Divide-and-Conquer Method for L1 Norm Matrix Factorization in the Presence of Outliers and Missing Data

TL;DR

This paper introduces a divide-and-conquer algorithm for L1 norm matrix factorization that efficiently handles outliers and missing data, outperforming existing methods in speed and accuracy, especially on large-scale problems.

Contribution

The paper presents a novel divide-and-conquer approach that breaks the L1 matrix factorization problem into convex subproblems with closed-form solutions, enabling efficient large-scale computation.

Findings

The proposed algorithm has approximately linear complexity in data size and dimensionality.

It is theoretically proven to converge.

Experimental results show it outperforms state-of-the-art methods in speed and accuracy.

Abstract

The low-rank matrix factorization as a L1 norm minimization problem has recently attracted much attention due to its intrinsic robustness to the presence of outliers and missing data.

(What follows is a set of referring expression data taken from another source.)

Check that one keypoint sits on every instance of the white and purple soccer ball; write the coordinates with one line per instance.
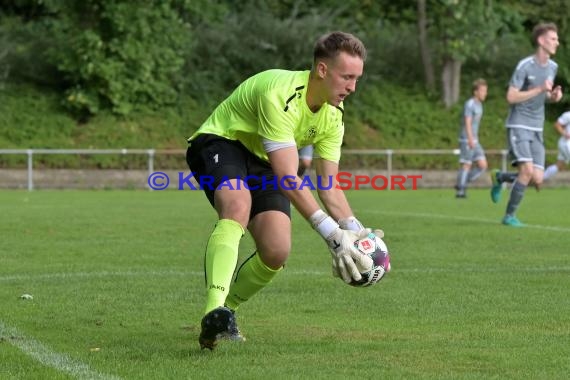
(376, 249)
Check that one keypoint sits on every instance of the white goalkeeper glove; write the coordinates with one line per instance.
(353, 224)
(346, 259)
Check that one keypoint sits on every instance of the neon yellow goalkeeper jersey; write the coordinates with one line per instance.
(272, 105)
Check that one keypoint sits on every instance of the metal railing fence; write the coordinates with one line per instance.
(152, 153)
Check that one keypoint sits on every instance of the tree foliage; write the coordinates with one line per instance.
(124, 56)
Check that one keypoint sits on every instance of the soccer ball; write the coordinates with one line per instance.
(374, 247)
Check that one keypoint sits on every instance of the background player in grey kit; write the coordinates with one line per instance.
(469, 146)
(562, 126)
(531, 85)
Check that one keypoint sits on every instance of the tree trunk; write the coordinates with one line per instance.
(424, 47)
(450, 79)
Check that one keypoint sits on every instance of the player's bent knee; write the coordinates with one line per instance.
(237, 210)
(274, 259)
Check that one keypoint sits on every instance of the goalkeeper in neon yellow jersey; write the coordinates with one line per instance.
(248, 148)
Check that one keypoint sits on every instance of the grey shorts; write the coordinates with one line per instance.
(467, 156)
(526, 146)
(306, 152)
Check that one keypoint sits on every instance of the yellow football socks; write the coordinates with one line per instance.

In this paper, we propose a new method, called the divide-and-conquer method, for solving this problem. The main idea is to break the original problem into a series of smallest possible sub-problems, each involving only unique scalar parameter. Each of these subproblems is proved to be convex and has closed-form solution. By recursively optimizing these small problems in an analytical way, efficient algorithm, entirely avoiding the time-consuming numerical optimization as an inner loop, for solving the original problem can naturally be constructed. The computational complexity of the proposed algorithm is approximately linear in both data size and dimensionality, making it possible to handle large-scale L1 norm matrix factorization problems. The algorithm is also theoretically proved to be convergent. Based on a series of experiment results, it is substantiated that our method always achieves better results than the current state-of-the-art methods on $L1$ matrix factorization calculation in both computational time and accuracy, especially on large-scale applications such as face recognition and structure from motion.